When my room mate at the rehabilitation home I've been staying in, recuperating during the past week from a spastic back, asked me the question, "Is Andy Warhol really considered an artist?" there was a moment of stunned silence. Since I was missing my painting convention and was vocal about missing it, art has been a topic of conversation here all week. This question was a surprise however. He then mentioned the Marilyn Monroe prints and Campbell's Soup cans. And to be honest, I have had my doubts too.
I remember this same discussion during the 60's and there were many conservative critics who felt he wasn't. What is original about copying a trademarked product or copying a photo over and over and then making a bunch of variations with wild colors. Was this art.? If this was really art, the broader question then is, WHAT was art?
As I struggled to come up with an explanation, I suddenly realized that artists like Warhol and David Hockney, Jackson Pollack and so many others are a product of their generation. Just like Leonardo and Michelangelo, the Impressionists, the Hudson River School. These artists joined together with a similar type of subject and while their artistic styles were often different, they all seemed to share a vision of a subject they all agreed upon and liked. And in the 60's it was a kind of avant gard that won the day. (As a matter of fact, Peter Max is making a comeback! Talk about a blast from the past!).
If you go to a museum with a variety of impressionist artists, and have any art knowledge at all, you will recognize each ones style. What binds them together though is their willingness to show common people going about their ordinary lives. City and street scenes were what was seen everyday, life was portrayed as it was, not some perfect vision that at first glance, heroic or not looked like a photograph. In fact the impressionists painted their "impression"of something and were often considered a reaction to photography.
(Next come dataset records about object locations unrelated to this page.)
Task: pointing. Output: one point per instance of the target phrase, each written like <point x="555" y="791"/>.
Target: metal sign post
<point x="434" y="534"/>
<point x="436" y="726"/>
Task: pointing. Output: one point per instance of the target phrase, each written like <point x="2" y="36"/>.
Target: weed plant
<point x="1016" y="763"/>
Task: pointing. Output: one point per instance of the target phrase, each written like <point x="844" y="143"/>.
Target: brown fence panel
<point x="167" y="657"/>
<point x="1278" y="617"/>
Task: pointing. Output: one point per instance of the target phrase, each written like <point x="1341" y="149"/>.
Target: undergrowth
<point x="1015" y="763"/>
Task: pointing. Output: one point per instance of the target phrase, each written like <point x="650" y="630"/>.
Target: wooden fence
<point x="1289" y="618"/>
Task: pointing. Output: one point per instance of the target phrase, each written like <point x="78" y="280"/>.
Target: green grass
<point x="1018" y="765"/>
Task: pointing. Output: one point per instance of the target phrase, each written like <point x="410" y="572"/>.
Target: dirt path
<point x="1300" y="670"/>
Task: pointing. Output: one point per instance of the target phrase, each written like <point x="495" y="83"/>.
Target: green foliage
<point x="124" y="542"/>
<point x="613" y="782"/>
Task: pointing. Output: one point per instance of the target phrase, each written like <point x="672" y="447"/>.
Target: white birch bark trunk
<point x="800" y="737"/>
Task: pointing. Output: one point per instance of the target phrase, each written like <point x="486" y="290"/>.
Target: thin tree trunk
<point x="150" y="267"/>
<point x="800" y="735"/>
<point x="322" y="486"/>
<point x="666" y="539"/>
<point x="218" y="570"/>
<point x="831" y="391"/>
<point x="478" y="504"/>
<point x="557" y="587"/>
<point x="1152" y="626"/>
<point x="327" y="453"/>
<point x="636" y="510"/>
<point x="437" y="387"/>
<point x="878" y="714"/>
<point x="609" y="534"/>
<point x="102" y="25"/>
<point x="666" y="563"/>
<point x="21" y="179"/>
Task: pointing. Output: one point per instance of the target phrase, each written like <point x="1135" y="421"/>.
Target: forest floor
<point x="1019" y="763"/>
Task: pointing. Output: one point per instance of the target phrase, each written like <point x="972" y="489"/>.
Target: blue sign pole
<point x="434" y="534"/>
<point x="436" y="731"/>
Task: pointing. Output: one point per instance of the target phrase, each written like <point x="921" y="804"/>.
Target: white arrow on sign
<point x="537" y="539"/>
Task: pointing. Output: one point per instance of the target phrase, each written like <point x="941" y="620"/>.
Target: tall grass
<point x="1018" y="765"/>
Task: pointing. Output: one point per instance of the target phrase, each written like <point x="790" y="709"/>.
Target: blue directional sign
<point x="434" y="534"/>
If you wanted something exactly as it appeared, take a photograph... in those days a chore worthy of painting.
Once that bridge between realism and impressions was crossed, the way was opened for abstract art which took what an artist felt to new paradigms. The battle over what is and is not art has never ceased. So, while the paradigm has changed, the grouping of artists and styles has not.
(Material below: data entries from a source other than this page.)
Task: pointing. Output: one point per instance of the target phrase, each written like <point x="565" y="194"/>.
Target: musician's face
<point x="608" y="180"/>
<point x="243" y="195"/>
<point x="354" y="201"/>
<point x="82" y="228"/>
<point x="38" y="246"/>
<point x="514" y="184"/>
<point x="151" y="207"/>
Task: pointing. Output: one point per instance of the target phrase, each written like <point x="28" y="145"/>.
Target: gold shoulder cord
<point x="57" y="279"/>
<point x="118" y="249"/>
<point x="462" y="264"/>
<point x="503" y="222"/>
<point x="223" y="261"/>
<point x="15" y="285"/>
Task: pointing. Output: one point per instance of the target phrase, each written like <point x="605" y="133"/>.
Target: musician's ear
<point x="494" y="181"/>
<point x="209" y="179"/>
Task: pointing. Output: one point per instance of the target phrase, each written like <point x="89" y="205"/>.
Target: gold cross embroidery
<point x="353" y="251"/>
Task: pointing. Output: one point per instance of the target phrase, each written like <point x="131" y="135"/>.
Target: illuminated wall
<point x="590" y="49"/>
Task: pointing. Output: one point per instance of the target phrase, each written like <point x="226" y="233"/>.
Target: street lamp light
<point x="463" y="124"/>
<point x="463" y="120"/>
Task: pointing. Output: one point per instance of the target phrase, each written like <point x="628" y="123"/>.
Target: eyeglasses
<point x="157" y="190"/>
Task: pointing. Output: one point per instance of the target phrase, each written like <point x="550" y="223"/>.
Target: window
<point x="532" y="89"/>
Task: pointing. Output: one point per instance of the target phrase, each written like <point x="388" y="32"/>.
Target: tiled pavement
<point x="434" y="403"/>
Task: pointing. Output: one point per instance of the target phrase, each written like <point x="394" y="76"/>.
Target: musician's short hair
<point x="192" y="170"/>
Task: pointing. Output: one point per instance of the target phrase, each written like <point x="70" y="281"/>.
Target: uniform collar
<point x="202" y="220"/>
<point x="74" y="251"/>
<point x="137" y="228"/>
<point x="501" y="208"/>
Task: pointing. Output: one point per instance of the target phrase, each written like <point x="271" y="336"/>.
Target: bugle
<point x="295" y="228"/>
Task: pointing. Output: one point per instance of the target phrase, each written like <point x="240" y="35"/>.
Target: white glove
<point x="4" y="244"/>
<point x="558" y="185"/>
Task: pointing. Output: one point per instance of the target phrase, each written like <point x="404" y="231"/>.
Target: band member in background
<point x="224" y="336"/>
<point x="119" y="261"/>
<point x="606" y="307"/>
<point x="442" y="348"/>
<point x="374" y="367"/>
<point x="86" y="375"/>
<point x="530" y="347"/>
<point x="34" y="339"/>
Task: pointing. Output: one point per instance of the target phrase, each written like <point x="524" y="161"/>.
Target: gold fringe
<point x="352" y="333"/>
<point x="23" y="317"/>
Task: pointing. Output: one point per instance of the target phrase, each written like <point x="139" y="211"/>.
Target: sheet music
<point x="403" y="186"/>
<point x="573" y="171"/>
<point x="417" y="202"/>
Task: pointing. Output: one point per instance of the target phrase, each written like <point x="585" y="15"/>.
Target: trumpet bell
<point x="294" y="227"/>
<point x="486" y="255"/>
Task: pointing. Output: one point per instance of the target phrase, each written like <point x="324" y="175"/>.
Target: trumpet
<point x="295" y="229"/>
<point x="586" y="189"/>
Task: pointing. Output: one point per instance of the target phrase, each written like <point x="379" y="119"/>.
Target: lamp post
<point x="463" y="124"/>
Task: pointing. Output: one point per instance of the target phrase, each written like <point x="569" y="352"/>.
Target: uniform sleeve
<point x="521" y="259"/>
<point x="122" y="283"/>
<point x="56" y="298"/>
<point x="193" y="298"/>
So finally my answer was yes, Warhol was an artist as his art was a reflection of commercialism and how it invaded our everyday lives. He was far ahead of his time because he realized it wasn't just a Campbell's soup can, Brillo pads and such, but that commercialism had extended to certain people. In its own way, it was brilliant. It showed the world as it was. The same kind of vision of their (50's to 70's) world as the Impressionists had of theirs. Who would ever doubt that today the cult of the individual is as commercial as any product hawked on TV? If you doubt that, watch the Oscars.